West Norwood and Tulse Hill Eateries
The Garden is one of West Norwood’s most popular restaurants and serves up authentic Italian cuisine. They use mainly Italian products, fresh vegetables and daily meat from the local markets. Enjoy an excellent range of pasta and sourdough pizzas.
Address: 31 Knight's Hill, West Norwood, London SE27 0HS
Just a stone’s throw away from Tulse Hill is where you will find Park’s Edge Bar and Kitchen, a restaurant that serves up British classics with a touch of modernity. Eat, drink, relax and enjoy great food at Park’s Edge Bar and Kitchen.
Address: 49 - 51 Norwood Rd, Herne Hill, London SE24 9AA
Grab a bite and enjoy a hot brew at Pintadera Cafe. There are freshly prepared main courses that include pasta, salads, ciabattas and paninis. Cheese and meat lovers will want to try the artisan cheese boards and a selection of cured hams and salamis.
Address: 50 Knight's Hill, West Norwood, London SE27 0JD
Things to do in West Norwood and Tulse Hill
Despite its small size, there are a fair few things to do in West Norwood, such as paying a visit to The Clockworks. This unique studio combines a museum, workshop, library, and meeting space all under one roof. The Clockworks offers a chance to explore a collection of artefacts, books and journals, all related to the story of electric time.
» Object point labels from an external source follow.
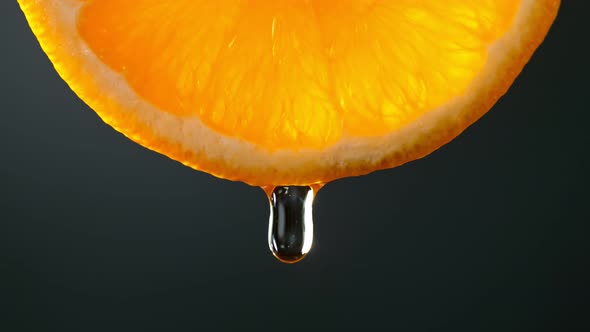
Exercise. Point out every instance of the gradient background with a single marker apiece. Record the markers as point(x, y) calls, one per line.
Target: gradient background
point(489, 233)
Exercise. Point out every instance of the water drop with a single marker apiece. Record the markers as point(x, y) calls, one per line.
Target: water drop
point(290, 228)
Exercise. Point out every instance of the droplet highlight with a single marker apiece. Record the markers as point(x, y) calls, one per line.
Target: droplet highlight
point(290, 229)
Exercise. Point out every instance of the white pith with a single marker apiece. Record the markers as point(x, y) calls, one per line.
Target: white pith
point(240, 160)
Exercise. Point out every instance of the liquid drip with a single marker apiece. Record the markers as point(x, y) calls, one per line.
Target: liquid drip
point(290, 229)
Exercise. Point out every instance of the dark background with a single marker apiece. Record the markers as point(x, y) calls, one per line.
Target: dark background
point(489, 233)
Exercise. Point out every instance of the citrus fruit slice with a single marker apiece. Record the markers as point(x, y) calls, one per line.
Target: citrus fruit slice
point(290, 92)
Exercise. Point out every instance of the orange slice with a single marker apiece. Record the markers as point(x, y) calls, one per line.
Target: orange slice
point(290, 92)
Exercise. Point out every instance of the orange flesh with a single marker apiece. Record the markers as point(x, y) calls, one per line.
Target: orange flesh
point(292, 74)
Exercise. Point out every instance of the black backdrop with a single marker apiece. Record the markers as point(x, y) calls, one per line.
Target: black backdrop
point(489, 233)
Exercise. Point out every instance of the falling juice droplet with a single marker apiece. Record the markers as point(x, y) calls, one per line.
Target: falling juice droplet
point(290, 228)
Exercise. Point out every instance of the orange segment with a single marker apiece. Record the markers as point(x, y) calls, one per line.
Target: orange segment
point(290, 92)
point(313, 70)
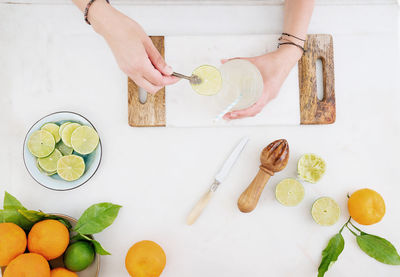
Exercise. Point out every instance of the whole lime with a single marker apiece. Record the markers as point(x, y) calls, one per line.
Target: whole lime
point(79, 256)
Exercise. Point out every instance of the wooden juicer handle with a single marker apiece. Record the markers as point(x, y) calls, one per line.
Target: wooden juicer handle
point(273, 158)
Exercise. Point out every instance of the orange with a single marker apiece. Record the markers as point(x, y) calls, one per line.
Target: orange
point(48, 238)
point(28, 265)
point(145, 259)
point(12, 242)
point(62, 272)
point(366, 206)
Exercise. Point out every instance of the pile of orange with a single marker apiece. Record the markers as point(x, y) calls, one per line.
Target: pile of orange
point(47, 240)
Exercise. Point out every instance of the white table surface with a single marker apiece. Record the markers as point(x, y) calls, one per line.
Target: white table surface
point(158, 174)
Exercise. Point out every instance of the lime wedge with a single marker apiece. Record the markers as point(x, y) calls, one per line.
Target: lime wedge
point(49, 163)
point(325, 211)
point(65, 150)
point(84, 140)
point(71, 167)
point(289, 192)
point(67, 133)
point(211, 81)
point(53, 129)
point(311, 168)
point(41, 143)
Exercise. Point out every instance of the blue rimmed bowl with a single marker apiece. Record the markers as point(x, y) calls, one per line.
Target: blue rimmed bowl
point(54, 182)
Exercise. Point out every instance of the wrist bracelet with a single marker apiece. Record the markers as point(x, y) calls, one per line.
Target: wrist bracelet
point(85, 14)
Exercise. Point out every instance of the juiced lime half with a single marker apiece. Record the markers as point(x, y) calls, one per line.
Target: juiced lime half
point(67, 133)
point(289, 192)
point(49, 163)
point(41, 143)
point(325, 211)
point(84, 140)
point(53, 129)
point(311, 168)
point(211, 81)
point(71, 167)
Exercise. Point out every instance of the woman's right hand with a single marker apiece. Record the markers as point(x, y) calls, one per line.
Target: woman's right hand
point(134, 51)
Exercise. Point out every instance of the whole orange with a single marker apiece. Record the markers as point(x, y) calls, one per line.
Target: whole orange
point(145, 259)
point(366, 206)
point(62, 272)
point(12, 242)
point(28, 265)
point(48, 238)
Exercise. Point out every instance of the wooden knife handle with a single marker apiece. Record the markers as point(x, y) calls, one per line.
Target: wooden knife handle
point(249, 198)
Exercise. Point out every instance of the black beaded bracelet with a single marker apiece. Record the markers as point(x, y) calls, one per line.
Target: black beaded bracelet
point(87, 10)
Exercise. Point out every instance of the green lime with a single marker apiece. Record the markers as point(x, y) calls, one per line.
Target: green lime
point(65, 150)
point(49, 163)
point(289, 192)
point(325, 211)
point(79, 256)
point(41, 143)
point(53, 129)
point(71, 167)
point(84, 140)
point(311, 168)
point(67, 133)
point(211, 80)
The former West Norwood library reopened its doors as a picture house, bringing a cinema to West Norwood for the first time in almost one hundred years. Catch the latest movies, or hire the venue out for your own private screening.
Founded in 1910, the South London Botanical Institute features a botanical garden and runs a variety of courses, workshops, school visits and events. Known as “the hidden little gem of Tulse Hill”, a visit to the gardens shelter tender plants and has themed beds and a new moss trail.
Moving to West Norwood and Tulse Hill
Good transports, a selection independent restaurants and cafes, and properties with charm provide West Norwood and Tulse Hill with their own distinct feel. If you’re looking for a quaint London postcode to call your home, either West Norwood or Tulse Hill should be on your list.